There’s a relationship Raider sports teams bond, that is an unspoken delicacy. “I feel like most of the athletic teams are really close. Last year the volleyball and the baseball teams were super close from spending so much time together in the library.” Frank said. “We went in groups to watch their games. Or they would come to ours.”

She now has had the opportunity for two years to live with her best friend and teammate Janie Bunge. Not only do these girls practice together, but a lot of them live together. They eat, sleep, and study volleyball even at home. “My teammates always push me to be a better volleyball player, on and even off the court.” Frank said. “In the offseason, my friends and I, we crave to play.”

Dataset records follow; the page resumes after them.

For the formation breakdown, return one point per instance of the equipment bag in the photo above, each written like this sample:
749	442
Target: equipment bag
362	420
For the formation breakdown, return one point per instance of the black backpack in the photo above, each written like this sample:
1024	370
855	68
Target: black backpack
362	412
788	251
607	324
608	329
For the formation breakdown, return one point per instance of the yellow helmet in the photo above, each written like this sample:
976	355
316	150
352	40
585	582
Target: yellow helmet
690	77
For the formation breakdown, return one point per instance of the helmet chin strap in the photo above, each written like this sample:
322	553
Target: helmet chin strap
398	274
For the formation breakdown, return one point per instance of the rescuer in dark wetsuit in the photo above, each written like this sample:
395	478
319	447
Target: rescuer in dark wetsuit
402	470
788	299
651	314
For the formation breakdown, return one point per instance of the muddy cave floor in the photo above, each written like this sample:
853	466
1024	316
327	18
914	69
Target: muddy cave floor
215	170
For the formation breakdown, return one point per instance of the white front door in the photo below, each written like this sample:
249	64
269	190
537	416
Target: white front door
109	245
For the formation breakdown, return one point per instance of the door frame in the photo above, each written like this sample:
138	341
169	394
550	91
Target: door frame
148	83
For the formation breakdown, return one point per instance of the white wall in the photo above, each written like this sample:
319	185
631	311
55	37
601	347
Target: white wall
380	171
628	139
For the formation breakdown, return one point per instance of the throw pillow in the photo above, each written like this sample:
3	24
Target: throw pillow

Sophomore Defensive Specialists, #8, Kylie Frank from the Muskegon game, earlier this season, celebrating with teammates.Avery Jennings - Sports Editor
Kylie Frank, #8, with Janie Bunge, #1, during the Muskegon volleyball game. Both are celebrating winning a crucial point in the fourth set.

A support system is key when you’re an out of town student athlete.

“My family comes to every game and I get to see them.” said Frank. “My parents always push me to keep up on my studies.” she said.

“Volleyball basically takes up the whole three months when you’re in season.” said Frank.

As a two season athlete you learn with each year, to better balance school, sports, and a social life.

“Now this year, I do know better to stay up late, so I can do better on that test, because it does help in the long run.” said Frank.

“It’s exciting to be a student athlete.” said Frank. “Growing up I always dreamed of it, and now it’s finally here. It’s kind of overwhelming, in a good way.”